By Mary Welch

Rigel Inc. and Novartis Pharma AG signed a deal worth up to $100 million to collaborate on five research projects to identify targets using Rigel's functional genomics technology.

Rigel, a two-year-old company, signed its first revenue-generating deal in January, and since then has nabbed a total of three collaborations with multinational pharmaceutical companies it said are worth at least $200 million.

Rigel, based in South San Francisco, and Novartis agreed on two of the five projects. The first is focused on identifying targets that regulate T cells, which play a key role in the body's immune system, especially on the body's acceptance of newly transplanted organs. The second involves B cell activation. The other three projects will be jointly identified within the next 18 months.

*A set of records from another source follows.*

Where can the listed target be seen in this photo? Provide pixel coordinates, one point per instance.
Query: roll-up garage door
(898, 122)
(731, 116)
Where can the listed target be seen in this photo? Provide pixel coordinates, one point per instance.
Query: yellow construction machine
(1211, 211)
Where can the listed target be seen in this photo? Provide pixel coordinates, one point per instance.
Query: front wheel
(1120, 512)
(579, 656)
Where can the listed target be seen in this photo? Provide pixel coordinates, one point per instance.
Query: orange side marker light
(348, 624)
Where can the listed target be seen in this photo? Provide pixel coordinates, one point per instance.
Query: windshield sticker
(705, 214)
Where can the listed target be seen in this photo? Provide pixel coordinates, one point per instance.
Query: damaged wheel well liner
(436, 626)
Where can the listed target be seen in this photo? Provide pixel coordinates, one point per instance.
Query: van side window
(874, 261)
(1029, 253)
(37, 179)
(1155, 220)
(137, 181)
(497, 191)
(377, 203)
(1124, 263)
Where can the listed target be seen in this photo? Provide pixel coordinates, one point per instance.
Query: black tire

"Each collaboration will last four to five years and all will be started within the next 18 months," said James Gower, president and CEO of Rigel. "We can't discuss many details, but it involves an up-front cash and equity investment. It is a fairly typical biotech deal, with a little more money up to preclinical."

Gower said the equity investment consists of "significant immediate funding," but the majority is callable by Rigel up through an initial pubic offering.

"All of our collaborations involve equity," he said, "and they're all about equal in terms of equity position."

Novartis, based in Basel, Switzerland, secured access to Rigel's technology and also will provide Rigel with research funding, milestone payments and certain royalty considerations to identify targets for drugs, including small molecule agents, vaccines and diagnostic products. Novartis will retain exclusive worldwide rights to develop and market products. The work will be done at both companies.

Rigel's technology can quickly probe the inner circuitry of diseased cells to find targets that control cell function and that can be specifically and safely modulated by orally administered drugs.

The company said it involves insertion of a different proprietary peptide probe into each of millions of diseased cells to see which probes hit a target that can cause the desired phenotypic change. Rigel said through use of ultra-high-throughput biological screening assays, it can study 100 million cells in a few hours to identify the probe/target combination that produces the desired effect on the disease process.

Privately held Rigel, which has nearly 70 employees, will not staff up as a result of this part of the collaboration, but may as the other three targets are identified and under way.

Rigel's first major deal, worth at least $20 million, was with Janssen Pharmaceutica NV, of Beerse, Belgium - a Johnson & Johnson company - to identify new drug targets that control the progression of colon and breast cancer. The second, with Pfizer Inc., of New York, is to discover human and veterinary drugs for asthma and allergy based on IgE regulation in B cells. (See BioWorld Today, Jan. 15, 1999, p. 1.)